China is also cutting its domestic supply of coal with a commitment to close 1000 coal mines in 2016 and not open any new ones in the subsequent three years.
Beijing is equally impressive in its war on coal, having planned to cut 30% of its coal consumption in 2017 and having already pledged to completely ban all coal use by 2020. The city had previously announced it would close its four major coal-fired plants in 2016.
US coal exports to India wane
As for India, a combination of cost declines for renewables and new government policies is shifting the electrical power landscape of the world’s other large coal consumer.
At an auction in May 2017, the state-run Solar Energy Corporation of India obtained a record low tariff of 2.44 Rupees (Rs) per kilowatt-hour (kWh) for Rajasthan’s Bhadla solar park, a 10,000-hectare facility on the edge of the Thar desert. This places solar energy at a considerably lower price than coal-fired plants. India’s largest power company, NTCP, sells electricity from its coal facilities at Rs3.20 per kWh.
At the policy level, India has targets for 100 GW of solar and 75 GW of wind installed capacities by 2022. But these goals may be too modest. In June 2017, Prime Minister Narendra Modi announced that its 40% renewables target for 2030 may be surpassed by 2027. This could mean no new coal plants being built in India until after 2022.

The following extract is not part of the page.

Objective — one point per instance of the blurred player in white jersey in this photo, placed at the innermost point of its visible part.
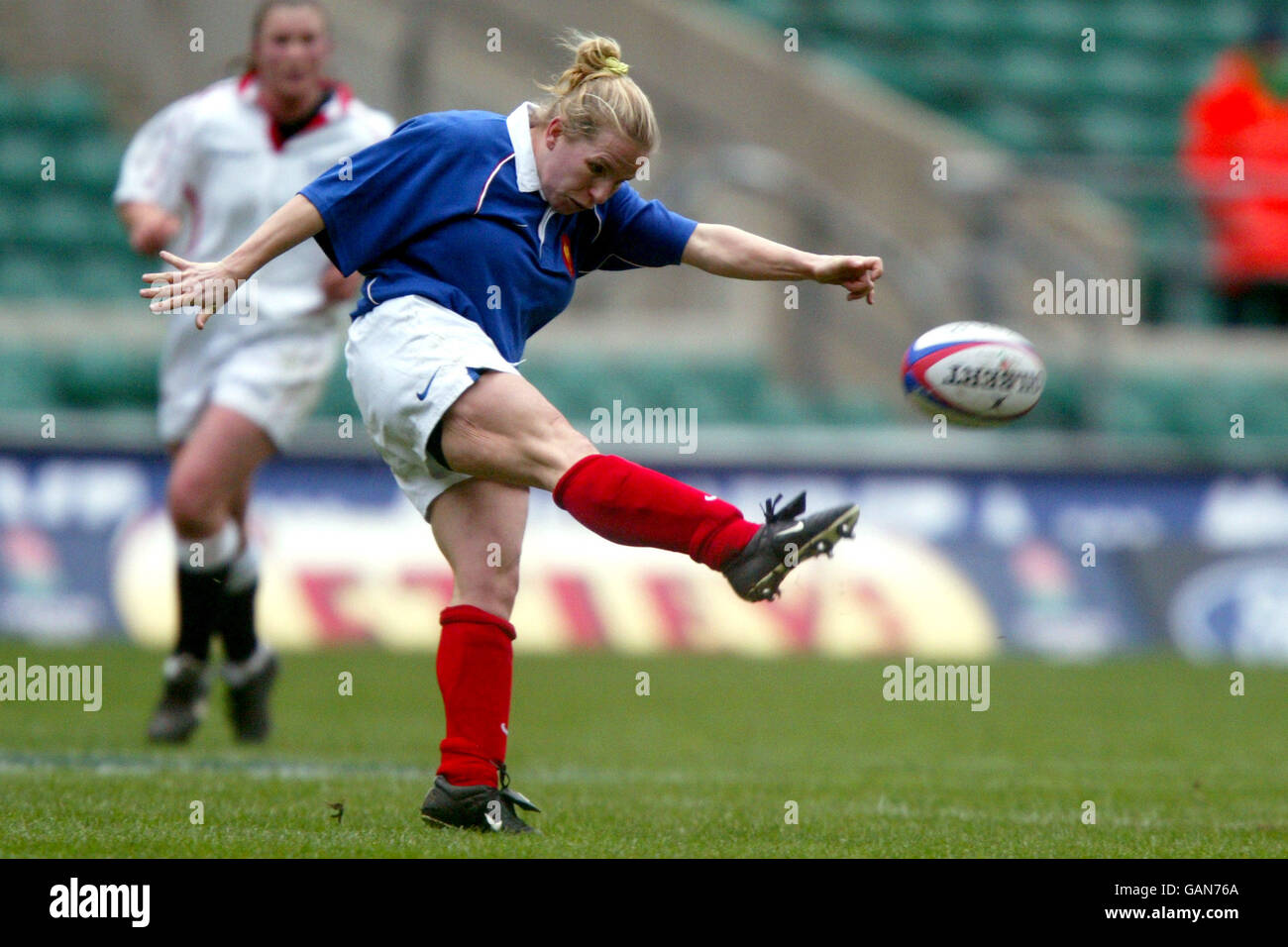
(197, 178)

Recent data indicates that India is on track to meet its policy objectives. Between March 2014 and March 2017, India increased its solar capacity from 2.6 GW to 10 GW.
The impact on the country’s coal sector is already being felt. In June 2017, Coal India, the world’s largest coal producer – representing 82% of the country’s coal – announced the closure of 37 mines. Around the same period, the Indian states of Gujarat, Odisha and Uttar Pradesh cancelled thermal energy plants.

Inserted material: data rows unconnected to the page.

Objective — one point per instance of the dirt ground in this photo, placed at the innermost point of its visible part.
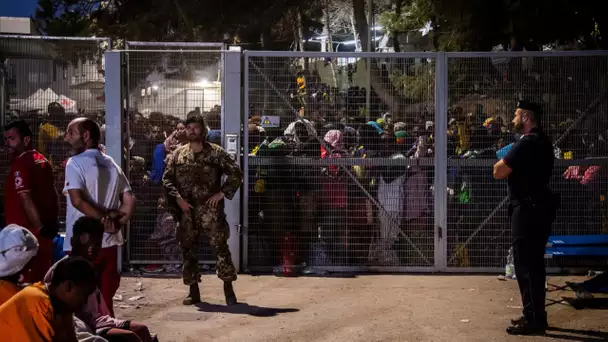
(361, 308)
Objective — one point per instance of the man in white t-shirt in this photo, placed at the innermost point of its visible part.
(95, 186)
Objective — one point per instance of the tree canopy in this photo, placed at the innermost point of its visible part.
(456, 24)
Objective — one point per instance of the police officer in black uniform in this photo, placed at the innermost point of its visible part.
(528, 167)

This is quite the energy transition as 60% of the country’s current electrical production stems from coal sources.
In parallel, the India experienced a 21.7% decline in coal imports in January 2017.
The decline of the global coal sector
Collectively, the impact of the decline of coal consumption in the US and China is a projected stagnation of global coal demand for the next 5 years.
Globally, a record breaking 64 GW of coal plant retirements occurred over 2015 and 2016. Global coal production fell the equivalent of 231 million tons of oil in 2016 alone.
US coal industry job numbers confirm domestic and export market trends. The industry went from 800,000 jobs in in the 1920s, to 130,000 in 2011 to a little over 70,000 today.
Yet, Richard Reavey, chief lobbyist for Cloud Peak Energy, a US coal enterprise with major investments in the Powder River Basin, described the Obama ban on new coal mining on public lands as a policy to restrict access to satisfying market demand.
Fittingly, the Trump administration repealed the moratorium on new coal leases on federal lands and froze the raising of royalties on these lands.
The 2017 spike in industry numbers may give the Trump administration the illusion (among many) that he is succeeding in reviving the US coal industry. But the long-term trends will continue to paint a different picture.